Sport all’aperto: secchezza oculare e altri disturbi degli occhi

Disturbi agli occhi con gli sport all’aperto
10 Luglio 2023

Con l’arrivo della bella stagione praticare sport all’aperto diventa sempre più piacevole. Running, trekking, mountain bike o bicicletta di strada, beach volley: le occasioni per mettersi in gioco, stare in forma e divertirsi sono tantissime. Tuttavia, non mancano rischi nel praticare sport all’aperto, soprattutto in primavera ed estate.

È importante, per esempio, prendersi cura della salute e del benessere dei propri occhi, spesso trascurati.

Gli sport all’aria aperta possono creare non pochi fastidi a causa di agenti esterni e atmosferici che possono entrare in contatto con gli occhi: pollini, vento, sabbia, ma anche eventuali batteri possono portare a secchezza oculare e infiammazioni, come la congiuntivite e la blefarite.

La secchezza oculare

Per secchezza oculare si intende uno stato di scarsa e insufficiente lacrimazione che causa alcuni sintomi fastidiosi come prurito, bruciore, pizzicore e affaticamento. La lacrimazione è infatti fondamentale per tenere pulita e lubrificata la congiuntiva ossia quella membrana che protegge il bulbo oculare e che si trova anche nella zona interna della palpebra. A causa della secchezza oculare, gli agenti esterni – come polline, sabbia, pulviscolo, polvere, batteri, ma anche sostanze chimiche o agenti abrasivi – possono agire indisturbati causando i sintomi che abbiamo elencato nonché infiammazioni a carico della congiuntiva o del margine libero della palpebra.

La secchezza oculare può essere causata a sua volta da esposizione al sole e ad ambienti troppo secchi – come può avvenire nel caso si pratichino sport all’aperto –, oppure dal fumo, dall’utilizzo di alcuni farmaci, dall’uso eccessivo di lenti a contatto, da interventi agli occhi, traumi chirurgici oppure dall’età.

Congiuntivite

Come abbiamo visto, la secchezza oculare può essere associata alla congiuntivite, un’infiammazione della membrana che ricopre il bulbo oculare e la zona interna della palpebra. Questa infiammazione può essere causata da batteri, pollini – se parliamo di congiuntivite allergica -, pulviscolo e agenti esterni presenti nell’aria.

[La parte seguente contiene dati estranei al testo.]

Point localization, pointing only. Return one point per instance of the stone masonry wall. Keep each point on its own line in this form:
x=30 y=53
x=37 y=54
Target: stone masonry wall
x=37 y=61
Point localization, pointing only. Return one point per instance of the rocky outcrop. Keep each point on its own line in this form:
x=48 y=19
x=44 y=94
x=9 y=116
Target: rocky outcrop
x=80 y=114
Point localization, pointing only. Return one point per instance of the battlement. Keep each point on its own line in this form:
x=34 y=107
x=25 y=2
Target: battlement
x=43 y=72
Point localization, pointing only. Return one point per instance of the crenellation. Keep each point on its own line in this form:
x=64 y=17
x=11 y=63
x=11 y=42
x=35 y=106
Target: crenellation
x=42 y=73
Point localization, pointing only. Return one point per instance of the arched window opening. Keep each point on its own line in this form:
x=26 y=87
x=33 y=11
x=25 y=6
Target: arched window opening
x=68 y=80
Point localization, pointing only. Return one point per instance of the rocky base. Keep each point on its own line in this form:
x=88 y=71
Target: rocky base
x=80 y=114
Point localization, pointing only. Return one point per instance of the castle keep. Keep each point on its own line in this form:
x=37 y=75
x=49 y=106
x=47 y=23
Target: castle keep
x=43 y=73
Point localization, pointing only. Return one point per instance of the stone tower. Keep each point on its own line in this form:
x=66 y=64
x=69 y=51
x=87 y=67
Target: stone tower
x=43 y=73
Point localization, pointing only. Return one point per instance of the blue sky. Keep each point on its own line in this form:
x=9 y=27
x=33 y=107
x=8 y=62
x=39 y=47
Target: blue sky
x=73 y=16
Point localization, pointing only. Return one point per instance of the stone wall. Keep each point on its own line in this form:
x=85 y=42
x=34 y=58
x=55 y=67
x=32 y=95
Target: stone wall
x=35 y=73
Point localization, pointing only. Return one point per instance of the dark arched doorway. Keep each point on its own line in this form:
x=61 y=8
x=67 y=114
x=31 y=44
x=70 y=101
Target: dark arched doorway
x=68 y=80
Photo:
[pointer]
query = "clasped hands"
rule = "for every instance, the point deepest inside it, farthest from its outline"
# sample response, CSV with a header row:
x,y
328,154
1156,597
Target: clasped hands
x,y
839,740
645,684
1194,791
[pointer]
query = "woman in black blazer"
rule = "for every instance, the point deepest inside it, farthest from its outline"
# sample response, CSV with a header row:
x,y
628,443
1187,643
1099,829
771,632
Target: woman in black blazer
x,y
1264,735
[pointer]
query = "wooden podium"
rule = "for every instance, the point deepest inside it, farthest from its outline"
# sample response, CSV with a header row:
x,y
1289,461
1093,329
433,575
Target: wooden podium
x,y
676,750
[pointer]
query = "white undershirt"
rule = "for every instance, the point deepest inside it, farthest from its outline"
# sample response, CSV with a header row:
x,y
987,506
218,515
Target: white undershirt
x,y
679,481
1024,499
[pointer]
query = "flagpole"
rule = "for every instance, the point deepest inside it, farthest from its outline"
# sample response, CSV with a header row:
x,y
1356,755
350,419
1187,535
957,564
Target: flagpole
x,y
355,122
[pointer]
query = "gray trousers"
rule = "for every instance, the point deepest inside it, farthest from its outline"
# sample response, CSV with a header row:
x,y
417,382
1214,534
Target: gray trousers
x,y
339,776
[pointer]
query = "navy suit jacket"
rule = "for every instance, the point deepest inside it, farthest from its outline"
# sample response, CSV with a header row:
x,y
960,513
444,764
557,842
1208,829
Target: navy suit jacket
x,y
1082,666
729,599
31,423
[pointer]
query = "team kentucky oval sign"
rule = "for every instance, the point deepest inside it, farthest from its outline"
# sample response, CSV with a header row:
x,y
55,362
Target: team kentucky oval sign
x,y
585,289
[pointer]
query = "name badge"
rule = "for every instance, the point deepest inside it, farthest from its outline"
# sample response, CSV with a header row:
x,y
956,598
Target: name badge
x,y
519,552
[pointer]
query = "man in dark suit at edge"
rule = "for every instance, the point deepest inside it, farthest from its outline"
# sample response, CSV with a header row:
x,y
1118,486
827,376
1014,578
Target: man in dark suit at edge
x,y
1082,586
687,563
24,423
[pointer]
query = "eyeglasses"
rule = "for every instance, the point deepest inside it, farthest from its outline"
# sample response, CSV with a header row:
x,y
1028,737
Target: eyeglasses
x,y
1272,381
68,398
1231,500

A causa della congiuntivite, gli occhi si possono presentare arrossati, pruriginosi, con secrezioni purulente, bruciore e pizzicore.

Blefarite

Anche la blefarite è un’infiammazione, causata dagli stessi fattori della congiuntivite – batteri, fattori allergici e ambientali come fumo e pollini -, e strettamente associata alla secchezza oculare. A infiammarsi, in questo caso, è la palpebra. Non è una malattia contagiosa e può colpire uno o entrambi gli occhi. I sintomi sono secchezza, bruciore, prurito e irritazione, fotofobia e occhi arrossati.  

Norme di prevenzione

Per prevenire la congiuntivite batterica e la blefarite, è opportuno adottare norme igieniche adeguate: lavarsi le mani, lavare le lenti a contatto quotidianamente o in generale in caso di utilizzo, avere sempre a disposizione asciugamani e federe del cuscino pulite. In caso di congiuntivite allergica, se possibile, è bene evitare il contatto con l’allergene che la scatena. In caso di congiuntivite o blefarite causata in generale da agenti esterni e atmosferici dovuti allo sport è bene indossare occhiali protettivi e utilizzare le lacrime artificiali a base di acido ialuronico per mantenere gli occhi umidi e puliti.

Sport all’aperto? Sì, ma con attenzione!

Per prevenire la secchezza oculare che può colpire chi pratica sport all’aperto ed evitare quindi l’insorgenza delle patologie oculari a essa associata, è bene proteggere gli occhi durante l’attività fisica attraverso l’utilizzo di occhiali protettivi specifici per le attività sportive, fatti per non infrangersi in caso di caduta e dotati di protezione UV adeguata.

Inoltre, per prevenire la secchezza oculare e le patologie correlate, si può optare per un collirio a base di acido ialuronico che possa ripristinare il film lacrimale, lenire eventuali arrossamenti e bruciori. L’ideale sarebbe prediligere soluzioni oculari e/o perioculari in spray a base di sostanze ad azione lenitiva, emolliente e lubrificante che aiutino a migliorare la sintomatologia.

Per una corretta detersione oculare, garze oculari in 100% cotone a base di estratti vegetali, sono confezionate in bustine monouso sono pratiche da trasportare e possono permettere di rimuovere sporco, polveri dagli occhi in modo sicuro e igienico, anche quando non c’è acqua a portata di mano; inoltre, se utilizzate come impacco, possono dare sollievo agli occhi.